The organization also plans on franchising Fresh Food Farmacy, a food security program launched in 2016. By the new year, Geisinger will have opened two more sites and prescribed 1.5 million meals to patients, members, and neighbors alike, according to Feinberg.
Feinberg has a knack for making provocative statements — much like when he told attendees this year at HLTH that his job is to close all 13 of Geisinger's hospitals.
Along those lines, Feinberg told Healthcare Dive that his ideal healthcare system is one that allocates the majority of its resources toward addressing the social, economic and behavioral norms that influence health outcomes — factors like housing, literacy, public safety, substance abuse and exercise.
"I want everyone to get care like they're my mom."
Feinberg on expectations
It makes sense, then, that one of Feinberg’s frustrations with healthcare is the underutilization of and underinvestment in preventative measures that are known to be "safe and effective," such as prescribing fresh food to diabetes. Health systems are more concerned with the ROI of a fresh food program, he said, than they are with many medicines.
That’s the kind of thinking that reportedly landed Feinberg on the short list to lead the Amazon-BH-JPM venture early in the year — an opportunity he turned down.
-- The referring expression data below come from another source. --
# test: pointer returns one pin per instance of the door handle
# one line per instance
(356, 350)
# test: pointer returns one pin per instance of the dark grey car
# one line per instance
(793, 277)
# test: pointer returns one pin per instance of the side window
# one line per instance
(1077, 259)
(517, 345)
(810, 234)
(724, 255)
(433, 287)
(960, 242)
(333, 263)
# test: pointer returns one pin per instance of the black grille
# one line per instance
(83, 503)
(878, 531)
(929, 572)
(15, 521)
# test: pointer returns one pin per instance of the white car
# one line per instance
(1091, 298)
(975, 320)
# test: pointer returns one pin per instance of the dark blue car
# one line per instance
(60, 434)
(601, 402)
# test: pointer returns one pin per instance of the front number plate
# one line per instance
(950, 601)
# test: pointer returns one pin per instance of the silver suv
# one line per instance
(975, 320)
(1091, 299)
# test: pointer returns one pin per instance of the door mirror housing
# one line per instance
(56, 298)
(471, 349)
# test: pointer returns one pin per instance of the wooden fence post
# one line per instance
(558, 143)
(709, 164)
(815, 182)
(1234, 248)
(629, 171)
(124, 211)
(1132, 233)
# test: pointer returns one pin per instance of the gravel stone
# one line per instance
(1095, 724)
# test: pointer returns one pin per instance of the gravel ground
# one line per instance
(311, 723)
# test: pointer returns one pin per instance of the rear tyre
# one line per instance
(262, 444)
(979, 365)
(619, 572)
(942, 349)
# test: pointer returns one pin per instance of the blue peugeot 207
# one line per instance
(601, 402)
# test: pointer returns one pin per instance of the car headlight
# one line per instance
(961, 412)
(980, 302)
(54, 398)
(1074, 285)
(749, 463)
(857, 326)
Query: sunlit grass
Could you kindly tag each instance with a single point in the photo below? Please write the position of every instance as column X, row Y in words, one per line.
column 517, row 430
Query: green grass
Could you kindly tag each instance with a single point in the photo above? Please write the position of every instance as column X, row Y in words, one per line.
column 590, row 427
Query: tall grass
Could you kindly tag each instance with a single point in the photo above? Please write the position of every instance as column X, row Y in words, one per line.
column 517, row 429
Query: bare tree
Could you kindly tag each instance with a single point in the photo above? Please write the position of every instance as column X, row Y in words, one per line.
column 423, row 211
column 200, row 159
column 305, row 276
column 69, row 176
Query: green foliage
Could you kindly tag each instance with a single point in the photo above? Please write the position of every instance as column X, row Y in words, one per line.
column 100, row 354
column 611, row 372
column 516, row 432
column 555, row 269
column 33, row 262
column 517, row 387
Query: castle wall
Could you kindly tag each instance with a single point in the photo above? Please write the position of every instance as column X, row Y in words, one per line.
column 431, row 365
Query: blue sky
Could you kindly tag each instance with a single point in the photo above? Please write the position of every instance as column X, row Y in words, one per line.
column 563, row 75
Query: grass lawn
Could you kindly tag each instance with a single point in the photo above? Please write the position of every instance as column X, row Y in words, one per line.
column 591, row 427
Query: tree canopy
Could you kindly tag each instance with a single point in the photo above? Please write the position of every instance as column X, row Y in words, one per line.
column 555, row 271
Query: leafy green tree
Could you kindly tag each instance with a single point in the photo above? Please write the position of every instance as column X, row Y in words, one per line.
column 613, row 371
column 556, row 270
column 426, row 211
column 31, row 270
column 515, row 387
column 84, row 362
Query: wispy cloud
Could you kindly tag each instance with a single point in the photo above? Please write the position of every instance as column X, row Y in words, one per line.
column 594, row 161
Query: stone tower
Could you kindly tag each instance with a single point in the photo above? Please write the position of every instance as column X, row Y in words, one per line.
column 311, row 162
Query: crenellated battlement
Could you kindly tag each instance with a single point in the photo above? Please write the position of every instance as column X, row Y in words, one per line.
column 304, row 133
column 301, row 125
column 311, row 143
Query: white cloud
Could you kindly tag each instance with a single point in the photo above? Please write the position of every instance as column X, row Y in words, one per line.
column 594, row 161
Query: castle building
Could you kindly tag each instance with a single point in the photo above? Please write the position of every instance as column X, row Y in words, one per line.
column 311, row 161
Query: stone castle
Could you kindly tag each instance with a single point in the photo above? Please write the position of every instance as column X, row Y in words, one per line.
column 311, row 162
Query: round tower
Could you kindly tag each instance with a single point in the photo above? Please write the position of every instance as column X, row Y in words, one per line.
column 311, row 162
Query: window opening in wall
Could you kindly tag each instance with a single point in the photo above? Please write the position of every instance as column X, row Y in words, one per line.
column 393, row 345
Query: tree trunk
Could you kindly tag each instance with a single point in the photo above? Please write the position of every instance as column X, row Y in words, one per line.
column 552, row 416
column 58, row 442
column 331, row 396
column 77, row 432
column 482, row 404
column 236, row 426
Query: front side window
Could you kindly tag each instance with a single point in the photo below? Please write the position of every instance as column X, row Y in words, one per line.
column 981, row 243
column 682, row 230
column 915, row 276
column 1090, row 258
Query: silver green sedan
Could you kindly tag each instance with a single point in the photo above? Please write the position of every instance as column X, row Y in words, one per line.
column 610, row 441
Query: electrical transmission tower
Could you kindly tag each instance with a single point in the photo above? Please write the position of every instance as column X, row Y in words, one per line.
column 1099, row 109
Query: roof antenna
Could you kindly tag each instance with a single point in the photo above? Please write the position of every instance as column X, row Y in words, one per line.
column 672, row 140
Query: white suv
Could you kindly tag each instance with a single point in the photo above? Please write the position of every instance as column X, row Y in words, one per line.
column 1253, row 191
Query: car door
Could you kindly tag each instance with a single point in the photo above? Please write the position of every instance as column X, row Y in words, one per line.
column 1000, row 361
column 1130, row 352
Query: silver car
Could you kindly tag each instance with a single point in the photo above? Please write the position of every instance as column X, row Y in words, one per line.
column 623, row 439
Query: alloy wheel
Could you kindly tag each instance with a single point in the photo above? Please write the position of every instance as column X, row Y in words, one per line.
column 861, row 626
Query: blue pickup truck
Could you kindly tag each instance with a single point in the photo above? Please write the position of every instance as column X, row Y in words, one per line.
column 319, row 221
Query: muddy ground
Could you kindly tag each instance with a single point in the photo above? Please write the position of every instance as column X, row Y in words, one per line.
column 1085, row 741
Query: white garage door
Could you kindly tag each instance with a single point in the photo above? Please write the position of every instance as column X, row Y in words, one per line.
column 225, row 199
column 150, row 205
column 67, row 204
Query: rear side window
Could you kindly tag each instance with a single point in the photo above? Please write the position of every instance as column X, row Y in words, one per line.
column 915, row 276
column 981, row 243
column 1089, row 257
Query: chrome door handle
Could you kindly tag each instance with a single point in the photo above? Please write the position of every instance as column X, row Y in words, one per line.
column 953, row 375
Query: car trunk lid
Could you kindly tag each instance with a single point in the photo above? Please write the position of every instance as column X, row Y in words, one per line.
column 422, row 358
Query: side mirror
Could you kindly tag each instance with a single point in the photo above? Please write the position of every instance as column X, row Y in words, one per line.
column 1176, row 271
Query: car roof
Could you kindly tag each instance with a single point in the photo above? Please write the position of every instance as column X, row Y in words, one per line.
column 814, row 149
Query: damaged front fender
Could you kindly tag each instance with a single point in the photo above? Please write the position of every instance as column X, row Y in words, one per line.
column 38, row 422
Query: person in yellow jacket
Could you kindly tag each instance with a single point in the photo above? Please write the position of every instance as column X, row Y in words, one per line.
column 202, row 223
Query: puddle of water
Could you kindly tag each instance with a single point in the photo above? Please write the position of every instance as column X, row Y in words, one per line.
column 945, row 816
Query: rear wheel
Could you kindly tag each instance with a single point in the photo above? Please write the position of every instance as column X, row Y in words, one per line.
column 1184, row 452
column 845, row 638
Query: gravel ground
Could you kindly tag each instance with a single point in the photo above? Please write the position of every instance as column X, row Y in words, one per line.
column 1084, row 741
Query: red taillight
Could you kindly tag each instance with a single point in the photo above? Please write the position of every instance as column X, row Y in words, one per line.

Feinberg then put out a statement saying that while he appreciates being "part of the conversation," he remains "100% committed to Geisinger" and attributed the acknowledgement to his team.
Healthcare Dive spoke to Feinberg just weeks before he announced he was leaving for Google, so his stated level of commitment to Geisinger is a head-scratcher.
Feinberg said he thinks the fledgling Amazon-led venture is "a great organization coming together." He’ll now be in direct competition with that company.
"I don't think I lead the organization. I think I'm at the bottom of the org chart."
Feinberg on leadership
But we'll also be keeping an eye on how the work he's done at Geisinger is sustained, specifically the launch of a national genomics program in 2019 and the franchising of Fresh Food Farmacy in areas outside of Geisinger's current market.
ProvenRecovery, Geisinger's opiate-free "prehabilitative" surgery program, designed to get patients healthy before they go under the knife, will also be worth watching once it begins producing outcomes. The program was rolled out system-wide in November for 100 inpatient procedures and, according to Feinberg, the pilot resulted in a "dramatic" decrease in mortality, length of stay and complications.